Efficient algorithm to find all unique combinations of set given duplicates The number of combinations for a 4 choose 2 is 6. But what if I have a set in which 2 of the elements are the same? Of course I could do a unique check for each item but this is too computationally expensive with larger sets (as is calculating all the possible combinations in the first place).
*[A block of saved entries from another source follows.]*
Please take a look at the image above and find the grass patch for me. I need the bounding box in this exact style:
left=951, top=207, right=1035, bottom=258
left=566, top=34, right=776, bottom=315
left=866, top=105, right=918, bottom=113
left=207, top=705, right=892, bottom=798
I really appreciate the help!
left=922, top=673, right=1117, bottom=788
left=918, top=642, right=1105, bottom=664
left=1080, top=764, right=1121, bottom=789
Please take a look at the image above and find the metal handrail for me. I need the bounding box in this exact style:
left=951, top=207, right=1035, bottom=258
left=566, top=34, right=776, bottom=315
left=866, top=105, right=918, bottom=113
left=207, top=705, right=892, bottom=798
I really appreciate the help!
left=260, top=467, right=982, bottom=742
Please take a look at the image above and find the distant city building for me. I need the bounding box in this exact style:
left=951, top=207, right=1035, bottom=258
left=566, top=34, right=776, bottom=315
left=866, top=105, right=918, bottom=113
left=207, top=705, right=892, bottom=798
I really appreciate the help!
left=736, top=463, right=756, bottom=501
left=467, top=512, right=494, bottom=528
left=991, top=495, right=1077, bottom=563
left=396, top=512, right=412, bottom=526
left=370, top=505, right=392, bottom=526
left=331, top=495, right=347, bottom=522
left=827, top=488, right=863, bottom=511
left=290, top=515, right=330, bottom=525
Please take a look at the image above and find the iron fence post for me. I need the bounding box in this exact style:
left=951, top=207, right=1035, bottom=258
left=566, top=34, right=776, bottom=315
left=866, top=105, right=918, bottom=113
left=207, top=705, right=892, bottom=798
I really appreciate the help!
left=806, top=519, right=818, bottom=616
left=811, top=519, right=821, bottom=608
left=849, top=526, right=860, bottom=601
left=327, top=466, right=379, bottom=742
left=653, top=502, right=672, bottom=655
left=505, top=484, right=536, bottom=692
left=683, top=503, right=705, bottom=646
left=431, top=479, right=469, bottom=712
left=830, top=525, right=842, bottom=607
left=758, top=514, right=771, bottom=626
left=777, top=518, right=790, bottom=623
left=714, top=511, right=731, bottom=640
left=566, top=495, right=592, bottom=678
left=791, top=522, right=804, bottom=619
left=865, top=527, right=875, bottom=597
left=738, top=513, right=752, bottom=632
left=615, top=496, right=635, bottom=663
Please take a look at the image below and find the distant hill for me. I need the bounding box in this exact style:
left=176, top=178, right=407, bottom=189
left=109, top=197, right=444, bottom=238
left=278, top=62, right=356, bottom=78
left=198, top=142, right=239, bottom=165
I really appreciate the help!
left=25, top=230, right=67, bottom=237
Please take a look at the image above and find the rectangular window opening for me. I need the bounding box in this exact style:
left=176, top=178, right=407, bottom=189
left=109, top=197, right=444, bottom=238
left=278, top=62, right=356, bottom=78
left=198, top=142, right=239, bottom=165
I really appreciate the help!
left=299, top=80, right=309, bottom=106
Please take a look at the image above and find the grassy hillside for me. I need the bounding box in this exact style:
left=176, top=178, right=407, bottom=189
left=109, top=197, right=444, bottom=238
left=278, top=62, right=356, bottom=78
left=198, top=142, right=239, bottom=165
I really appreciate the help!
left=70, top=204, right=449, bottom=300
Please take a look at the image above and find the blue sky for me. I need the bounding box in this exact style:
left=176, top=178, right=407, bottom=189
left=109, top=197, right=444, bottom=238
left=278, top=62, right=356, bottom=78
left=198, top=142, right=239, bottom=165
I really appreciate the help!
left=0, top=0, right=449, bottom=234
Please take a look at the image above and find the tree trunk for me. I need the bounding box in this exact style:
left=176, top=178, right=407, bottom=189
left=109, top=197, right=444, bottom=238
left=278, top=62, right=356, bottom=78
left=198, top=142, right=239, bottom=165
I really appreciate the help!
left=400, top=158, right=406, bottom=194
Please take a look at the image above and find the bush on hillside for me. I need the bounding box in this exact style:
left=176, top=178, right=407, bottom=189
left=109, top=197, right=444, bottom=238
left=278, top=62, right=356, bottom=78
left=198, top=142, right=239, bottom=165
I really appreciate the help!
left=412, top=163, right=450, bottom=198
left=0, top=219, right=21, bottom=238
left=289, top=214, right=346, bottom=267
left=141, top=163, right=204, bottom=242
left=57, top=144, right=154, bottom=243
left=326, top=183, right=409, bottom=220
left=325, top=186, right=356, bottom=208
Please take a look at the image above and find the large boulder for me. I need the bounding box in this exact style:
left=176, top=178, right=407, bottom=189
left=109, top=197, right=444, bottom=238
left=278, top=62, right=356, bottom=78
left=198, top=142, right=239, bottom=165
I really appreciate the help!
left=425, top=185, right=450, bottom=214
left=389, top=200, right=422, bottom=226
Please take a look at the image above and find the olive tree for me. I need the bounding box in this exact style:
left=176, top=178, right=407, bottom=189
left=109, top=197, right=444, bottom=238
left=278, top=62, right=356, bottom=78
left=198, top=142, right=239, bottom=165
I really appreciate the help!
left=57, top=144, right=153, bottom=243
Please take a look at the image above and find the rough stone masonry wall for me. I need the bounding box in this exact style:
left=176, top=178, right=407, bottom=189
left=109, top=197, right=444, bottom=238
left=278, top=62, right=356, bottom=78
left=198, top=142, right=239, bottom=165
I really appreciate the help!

Knowing that my sets have many duplicates, I am trying to find an algorithm that can take advantage of this to reduce the amount of work it takes to generate all the combinations I care about.
Normally, [1',1'',2,3] choose 2 yields [1',1''] [1',2] [1',3] [1'',2] [1'',3] [2,3]. I know though that [1',2] == [1'',2] and [1',3] == [1'',3] so the number of combinations I am interested in is only 4.
To be clear, I am trying to generate the actual unique combinations, not just the number of them that exist, and without having to check each generated set against previous sets.
Update
Here is a working implementation in javascript using the lodash utility library for convenience:
let _ = require('lodash');
let _items_1 = ['A','A','A','B','B','C'];
let items_1 = {'A':3, 'B':2, 'C':1};
function UniqueCombinations(set, n) {
    let combinations = [];
    let props = Object.getOwnPropertyNames(set);
    for (let p = 0; p < props.length; p++) {
        for (let i = Math.min(set[props[p]], n); i > 0 ; i--) {
            // if (_.sum(_.values(_.pick(set, props.slice(p+1)))) < n-i) continue;
            if (n-i > 0) {
                let rest = UniqueCombinations(_.pick(set, props.slice(p+1)), n-i)
                for (let c = 0; c < rest.length; c++) {
                    let combination = {};
                    if (i > 0) combination[props[p]] = i;
                    Object.assign(combination, rest[c]);
                    combinations.push(combination);
                }
            } else {
                let combination = {};
                combination[props[p]] = i;
                combinations.push(combination);
            }
        }
    }
    return combinations;
}
let combinations = UniqueCombinations(items_1, 3);
console.log(combinations);
combinations.forEach(combination => console.log(_.transform(combination, function(result, value, key) {
    result.push(...key.repeat(value).split(''));
}, [])));


[ { A: 3 },
    { A: 2, B: 1 },
    { A: 2, C: 1 },
    { A: 1, B: 2 },
    { A: 1, B: 1, C: 1 },
    { B: 2, C: 1 } ]
[ 'A', 'A', 'A' ]
  [ 'A', 'A', 'B' ]
  [ 'A', 'A', 'C' ]
  [ 'A', 'B', 'B' ]
  [ 'A', 'B', 'C' ]
  [ 'B', 'B', 'C' ]

This is by no means the cleanest or most performant implementation but a fine starting place for anyone else looking to do this.
 A: Let's imagine our base multiset has $n$ distinct elements (which may as well be $1$ through $n$ for convenience), and multiplicities $m_i$ for $i=1,..n$ describing the repeated appearances of those elements.
The Wikipedia article on Combination says:

To refer to combinations in which repetition is allowed, the terms $k$-selection, $k$-multiset, or $k$-combination with repetition are often used.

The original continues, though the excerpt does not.